Судя по всему, люди столь же локальны в своих привычках — с тех самых пор, как примерно пять миллионов лет назад перестали водить генетическую дружбу с предками шимпанзе. Последние, в конечном счете, тоже имеют сильные локальные пищевые традиции. В этом смысле они очень похожи на косаток. Одна группа в Западной Африке разбивает орехи камнями, другая, на востоке, ест термитов, выуженных палочками из термитника. Конформистская передача культуры — один из способов гарантии: вы делаете то, что работает в данном конкретном месте. Вы наследуете склонность копировать своих соседей. Женщина Homo erectus из Серенгети, мигрировавшая на запад и примкнувшая к роду, жившему на краю горного леса, поступала правильно, если, по примеру окружающих, начинала искать фрукты, а не рыть землю в поисках некоего корнеплода, который в этой местности вообще не рос.

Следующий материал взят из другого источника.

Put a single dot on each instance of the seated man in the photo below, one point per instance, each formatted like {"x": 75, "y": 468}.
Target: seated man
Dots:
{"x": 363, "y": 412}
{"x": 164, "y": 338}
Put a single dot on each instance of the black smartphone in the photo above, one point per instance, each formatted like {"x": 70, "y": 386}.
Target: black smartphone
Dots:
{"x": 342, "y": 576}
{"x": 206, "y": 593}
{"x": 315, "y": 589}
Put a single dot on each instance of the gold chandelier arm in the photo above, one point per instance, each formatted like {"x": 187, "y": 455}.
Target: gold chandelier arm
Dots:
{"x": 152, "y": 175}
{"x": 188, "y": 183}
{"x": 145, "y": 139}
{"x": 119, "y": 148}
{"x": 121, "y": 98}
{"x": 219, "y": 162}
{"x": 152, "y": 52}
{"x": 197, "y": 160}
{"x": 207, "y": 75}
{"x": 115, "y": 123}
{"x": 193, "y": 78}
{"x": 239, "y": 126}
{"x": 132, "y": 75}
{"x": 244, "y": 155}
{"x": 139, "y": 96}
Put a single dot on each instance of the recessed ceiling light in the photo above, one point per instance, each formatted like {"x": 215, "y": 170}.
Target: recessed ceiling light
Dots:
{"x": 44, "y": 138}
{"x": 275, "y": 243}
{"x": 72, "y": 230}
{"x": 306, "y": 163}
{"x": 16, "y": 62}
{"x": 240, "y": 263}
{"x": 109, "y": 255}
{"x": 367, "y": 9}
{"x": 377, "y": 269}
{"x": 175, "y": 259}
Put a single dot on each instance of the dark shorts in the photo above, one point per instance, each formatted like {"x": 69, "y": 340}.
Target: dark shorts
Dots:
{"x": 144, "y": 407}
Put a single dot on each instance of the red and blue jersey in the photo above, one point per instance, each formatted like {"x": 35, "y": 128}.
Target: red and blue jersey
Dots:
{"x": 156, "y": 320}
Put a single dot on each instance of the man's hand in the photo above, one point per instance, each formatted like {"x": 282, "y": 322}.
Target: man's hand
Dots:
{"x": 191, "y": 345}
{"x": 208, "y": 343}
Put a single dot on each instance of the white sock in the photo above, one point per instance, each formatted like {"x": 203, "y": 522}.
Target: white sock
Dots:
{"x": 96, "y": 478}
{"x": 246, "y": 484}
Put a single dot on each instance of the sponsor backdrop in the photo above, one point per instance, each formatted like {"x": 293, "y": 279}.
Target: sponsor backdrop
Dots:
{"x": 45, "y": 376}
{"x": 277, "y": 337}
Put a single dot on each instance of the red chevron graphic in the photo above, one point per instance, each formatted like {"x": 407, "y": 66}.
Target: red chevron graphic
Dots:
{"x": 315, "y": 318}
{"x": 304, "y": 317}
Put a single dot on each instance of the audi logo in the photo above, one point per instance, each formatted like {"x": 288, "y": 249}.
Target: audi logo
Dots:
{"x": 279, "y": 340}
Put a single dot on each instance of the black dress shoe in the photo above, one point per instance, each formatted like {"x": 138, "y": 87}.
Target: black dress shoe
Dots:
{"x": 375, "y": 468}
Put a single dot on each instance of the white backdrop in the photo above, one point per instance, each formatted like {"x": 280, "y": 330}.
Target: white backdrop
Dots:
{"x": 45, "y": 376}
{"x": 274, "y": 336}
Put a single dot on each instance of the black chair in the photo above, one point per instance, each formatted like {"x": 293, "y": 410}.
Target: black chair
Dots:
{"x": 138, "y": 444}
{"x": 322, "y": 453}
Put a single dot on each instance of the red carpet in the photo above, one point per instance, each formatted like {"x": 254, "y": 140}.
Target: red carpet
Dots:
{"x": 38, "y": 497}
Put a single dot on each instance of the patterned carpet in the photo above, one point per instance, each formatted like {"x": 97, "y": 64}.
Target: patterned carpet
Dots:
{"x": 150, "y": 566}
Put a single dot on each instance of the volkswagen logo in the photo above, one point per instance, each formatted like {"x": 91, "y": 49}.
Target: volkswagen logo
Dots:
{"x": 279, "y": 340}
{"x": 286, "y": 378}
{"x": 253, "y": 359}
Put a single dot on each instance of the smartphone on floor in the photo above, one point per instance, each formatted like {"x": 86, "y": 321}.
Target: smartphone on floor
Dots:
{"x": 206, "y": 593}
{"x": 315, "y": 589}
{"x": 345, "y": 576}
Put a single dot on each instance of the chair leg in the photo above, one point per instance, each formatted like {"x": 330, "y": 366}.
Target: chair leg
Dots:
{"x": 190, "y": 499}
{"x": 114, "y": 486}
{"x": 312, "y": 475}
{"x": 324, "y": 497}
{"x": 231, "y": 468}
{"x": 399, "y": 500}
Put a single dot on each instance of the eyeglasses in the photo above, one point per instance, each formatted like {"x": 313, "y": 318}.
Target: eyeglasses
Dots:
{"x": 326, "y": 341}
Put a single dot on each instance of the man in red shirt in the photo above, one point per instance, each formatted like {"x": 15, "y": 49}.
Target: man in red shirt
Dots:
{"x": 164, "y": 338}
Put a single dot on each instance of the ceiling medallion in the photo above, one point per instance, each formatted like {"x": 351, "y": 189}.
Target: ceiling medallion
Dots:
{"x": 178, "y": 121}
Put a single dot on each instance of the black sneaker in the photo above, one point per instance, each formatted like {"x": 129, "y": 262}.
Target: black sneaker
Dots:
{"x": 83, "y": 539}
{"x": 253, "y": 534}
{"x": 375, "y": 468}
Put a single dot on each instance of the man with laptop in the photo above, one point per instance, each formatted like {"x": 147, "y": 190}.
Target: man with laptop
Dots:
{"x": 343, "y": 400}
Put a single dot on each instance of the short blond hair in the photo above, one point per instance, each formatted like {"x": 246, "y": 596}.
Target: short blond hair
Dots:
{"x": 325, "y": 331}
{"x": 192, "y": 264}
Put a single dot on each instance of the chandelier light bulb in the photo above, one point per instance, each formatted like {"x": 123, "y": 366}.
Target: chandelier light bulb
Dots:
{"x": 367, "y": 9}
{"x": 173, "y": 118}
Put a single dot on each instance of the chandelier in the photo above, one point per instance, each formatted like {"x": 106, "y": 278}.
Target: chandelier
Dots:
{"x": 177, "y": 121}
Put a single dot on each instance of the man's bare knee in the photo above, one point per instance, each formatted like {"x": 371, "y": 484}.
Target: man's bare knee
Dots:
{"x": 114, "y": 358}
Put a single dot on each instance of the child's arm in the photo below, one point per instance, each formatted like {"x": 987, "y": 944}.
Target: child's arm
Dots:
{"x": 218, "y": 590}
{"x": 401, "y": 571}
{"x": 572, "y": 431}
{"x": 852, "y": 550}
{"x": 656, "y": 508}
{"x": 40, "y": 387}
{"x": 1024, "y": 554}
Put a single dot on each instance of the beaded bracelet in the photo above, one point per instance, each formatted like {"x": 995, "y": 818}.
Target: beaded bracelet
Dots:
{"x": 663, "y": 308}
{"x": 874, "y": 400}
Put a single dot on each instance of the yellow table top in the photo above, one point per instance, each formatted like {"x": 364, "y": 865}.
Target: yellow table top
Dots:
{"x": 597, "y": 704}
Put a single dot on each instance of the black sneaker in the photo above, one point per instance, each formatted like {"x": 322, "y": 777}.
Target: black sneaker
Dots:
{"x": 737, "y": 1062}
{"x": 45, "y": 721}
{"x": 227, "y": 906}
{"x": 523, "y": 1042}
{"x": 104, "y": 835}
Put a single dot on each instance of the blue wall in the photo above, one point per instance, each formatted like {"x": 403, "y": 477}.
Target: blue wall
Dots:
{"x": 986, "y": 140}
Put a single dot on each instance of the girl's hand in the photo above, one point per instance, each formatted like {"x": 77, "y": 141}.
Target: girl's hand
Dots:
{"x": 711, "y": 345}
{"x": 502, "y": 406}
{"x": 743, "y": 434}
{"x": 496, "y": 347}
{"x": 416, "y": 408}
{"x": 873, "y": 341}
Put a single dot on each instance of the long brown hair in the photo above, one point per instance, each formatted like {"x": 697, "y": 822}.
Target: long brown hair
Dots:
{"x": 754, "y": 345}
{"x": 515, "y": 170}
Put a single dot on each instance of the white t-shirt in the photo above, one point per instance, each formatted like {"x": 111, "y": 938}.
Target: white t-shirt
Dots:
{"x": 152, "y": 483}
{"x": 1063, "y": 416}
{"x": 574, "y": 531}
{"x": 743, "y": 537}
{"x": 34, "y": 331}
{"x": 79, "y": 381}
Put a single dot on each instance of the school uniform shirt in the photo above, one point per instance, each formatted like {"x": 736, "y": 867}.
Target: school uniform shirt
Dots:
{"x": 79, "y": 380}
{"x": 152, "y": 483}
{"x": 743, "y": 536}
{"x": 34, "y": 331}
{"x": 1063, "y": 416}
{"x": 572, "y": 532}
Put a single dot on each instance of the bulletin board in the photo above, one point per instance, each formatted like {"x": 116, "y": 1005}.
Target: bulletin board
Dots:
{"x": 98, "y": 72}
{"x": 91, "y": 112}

И все же, замечает Бойд, наиболее выгода имитация тогда, когда она общепринята. Если вы — единственный имитатор, то научитесь лишь тому, к чему кто-то другой с трудом пришел самостоятельно, а не тому, эффективность чего доказана сотнями других людей. Как следствие, возникает вопрос: как могла конформистская система возникнуть в первую очередь?156
В ходе человеческой эволюции местная специализация, культурный конформизм, яростный антагонизм между группами, кооперативная групповая оборона и коллективизм всегда шли рука об руку. Те сообщества, в которых процветало сотрудничество, преуспевали — и потихоньку привычка сотрудничать глубоко проникла в душу человека. По словам Бойда и Ричерсона, «конформистская передача информации и норм предоставляет по крайней мере одно теоретически неоспоримое и эмпирически правдоподобное объяснение того, почему люди (в отличие от всех других животных) сотрудничают — вопреки личным интересам — с другими людьми, не связанными с ними близким родством»157.